The first half of the '88 NCAA Championship game ended 50-50 as both teams scored at will. The 2008 Big 12 Championship game was played at a similar frenzied pace with both teams draining threes all afternoon (KU hit a Big 12 tournament record 15 and Texas hit 12 in 28 attempts). Texas led by one point at halftime and KU still trailed by one late in the game before closing with a 14-3 run to win by 10 (84-74).
The similarity between the two games was captured by KU coach Bill Self in the following interview with the Lawrence Journal-World...
“It is pretty corny, but at halftime I told the team in front of Danny (Manning, assistant coach) ... I said, ‘That’s probably as good a half of basketball played in Kansas City since the ’88 championship game,’” Self said of a 50-50 halftime score in KU’s 83-79 victory over Oklahoma on April 4, 1988, at Kemper Arena.
“I asked Danny, ‘What happened the second half of that game?’ He said the game slowed down and we guarded. That’s what happened today. We defended and rebounded the ball much better the second half and played about as complete a game as we’ve ever played.”

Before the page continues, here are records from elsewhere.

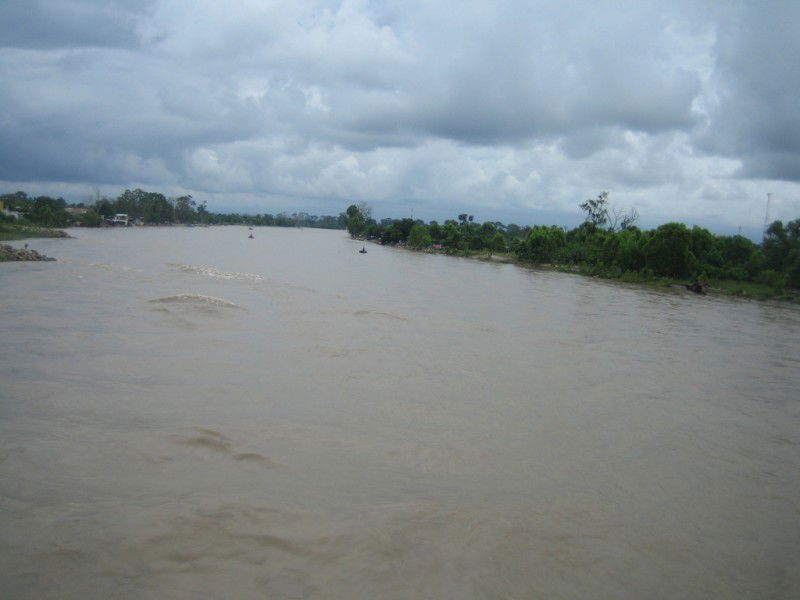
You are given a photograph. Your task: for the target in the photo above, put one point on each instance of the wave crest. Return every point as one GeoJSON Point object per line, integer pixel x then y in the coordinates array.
{"type": "Point", "coordinates": [215, 273]}
{"type": "Point", "coordinates": [196, 299]}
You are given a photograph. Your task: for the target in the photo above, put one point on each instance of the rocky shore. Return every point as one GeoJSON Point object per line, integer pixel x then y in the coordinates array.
{"type": "Point", "coordinates": [8, 253]}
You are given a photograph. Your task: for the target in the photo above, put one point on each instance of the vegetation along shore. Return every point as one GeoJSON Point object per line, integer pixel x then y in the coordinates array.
{"type": "Point", "coordinates": [606, 244]}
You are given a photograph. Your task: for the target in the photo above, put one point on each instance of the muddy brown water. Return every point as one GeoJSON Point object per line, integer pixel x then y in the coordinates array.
{"type": "Point", "coordinates": [189, 413]}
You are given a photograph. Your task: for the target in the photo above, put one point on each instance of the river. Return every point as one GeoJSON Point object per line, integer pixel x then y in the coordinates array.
{"type": "Point", "coordinates": [189, 413]}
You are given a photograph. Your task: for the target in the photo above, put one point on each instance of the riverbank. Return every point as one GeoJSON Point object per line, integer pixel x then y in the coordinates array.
{"type": "Point", "coordinates": [24, 232]}
{"type": "Point", "coordinates": [719, 287]}
{"type": "Point", "coordinates": [9, 253]}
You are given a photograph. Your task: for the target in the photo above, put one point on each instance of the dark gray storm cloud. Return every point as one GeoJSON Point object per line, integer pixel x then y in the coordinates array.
{"type": "Point", "coordinates": [682, 109]}
{"type": "Point", "coordinates": [758, 70]}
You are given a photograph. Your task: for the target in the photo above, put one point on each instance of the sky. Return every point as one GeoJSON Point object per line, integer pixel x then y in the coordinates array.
{"type": "Point", "coordinates": [516, 111]}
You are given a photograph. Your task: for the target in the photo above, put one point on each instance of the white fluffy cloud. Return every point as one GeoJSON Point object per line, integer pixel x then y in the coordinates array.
{"type": "Point", "coordinates": [505, 109]}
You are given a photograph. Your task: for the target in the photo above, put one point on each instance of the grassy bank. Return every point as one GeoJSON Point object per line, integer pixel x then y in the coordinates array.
{"type": "Point", "coordinates": [718, 287]}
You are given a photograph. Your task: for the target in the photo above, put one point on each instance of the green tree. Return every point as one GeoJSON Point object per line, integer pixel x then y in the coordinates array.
{"type": "Point", "coordinates": [596, 210]}
{"type": "Point", "coordinates": [667, 253]}
{"type": "Point", "coordinates": [419, 237]}
{"type": "Point", "coordinates": [544, 243]}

Is this a sign that KU will return to the NCAA Championship game this year in San Antonio? Who knows. But I do know this: as I head back to KC and prepare for surgery tomorrow I am looking forward to the start of the greatest sporting event on Earth.
Bring on March Madness!
Monday, March 10, 2008
Probably the closest I've come to being cut open with a surgeon's knife is when I worked in the meat department of Pence's IGA in Ottawa, Kansas, during college at Ottawa University. It was my first job in the meat business, foreshadowing a career that led me to the National Cattlemen's Beef Association. My job was to come in every afternoon and clean up the "cutting room" after the meat cutters had gone home. After washing all the knives and cutting boards in big sinks filled with a mixture of bleach and water, I would lay them out to dry.
On this particular day one of the knives (the largest one, of course) slipped from my hand and dropped straight down (point down, of course) slicing through the top of my boot, top of my foot, bottom of my foot, and bottom of my boot before hitting the concrete floor (at least it was sterile!). After pulling off my boot I learned what they mean when they say, "bleeding like a stuck pig."
Blood was spurting with every beat of my heart as I hobbled to the house phone, picked it up and announced to the entire store that I needed immediate help in the meat department. If I'd been thinking, I would have said, "Clean up on aisle 911," or something clever like that. But it worked nonetheless and it seemed like everyone working in the store came to my aid (something in my voice must have communicated the urgency!).
After being wheeled out of the store on a produce cart holding my foot as high above my heart as possible, I was transported to Ransom Memorial Hospital (affectionately known to students as "Rancid Memorial") where I received stitches in the top -- and bottom -- of my left foot. Somehow the knife had managed to slice cleanly through my foot without hitting either bone or tendon. I was lucky.
But I digress...
I had a pre-op appointment with Dr. Craig Loucks at Peak Orthopedics this afternoon. He went over plans for the surgery, which include cutting me open (we've been over that), putting the pieces of my collarbone back in place with a titanium plate and pins, and filling in the fracture with Bone Morphogenic Protein (BMP) to stimulate the formation of new bone at the site of the fracture. As Dr. Loucks described it, BMP is like silly putty with bone cells in it. Pretty cool stuff.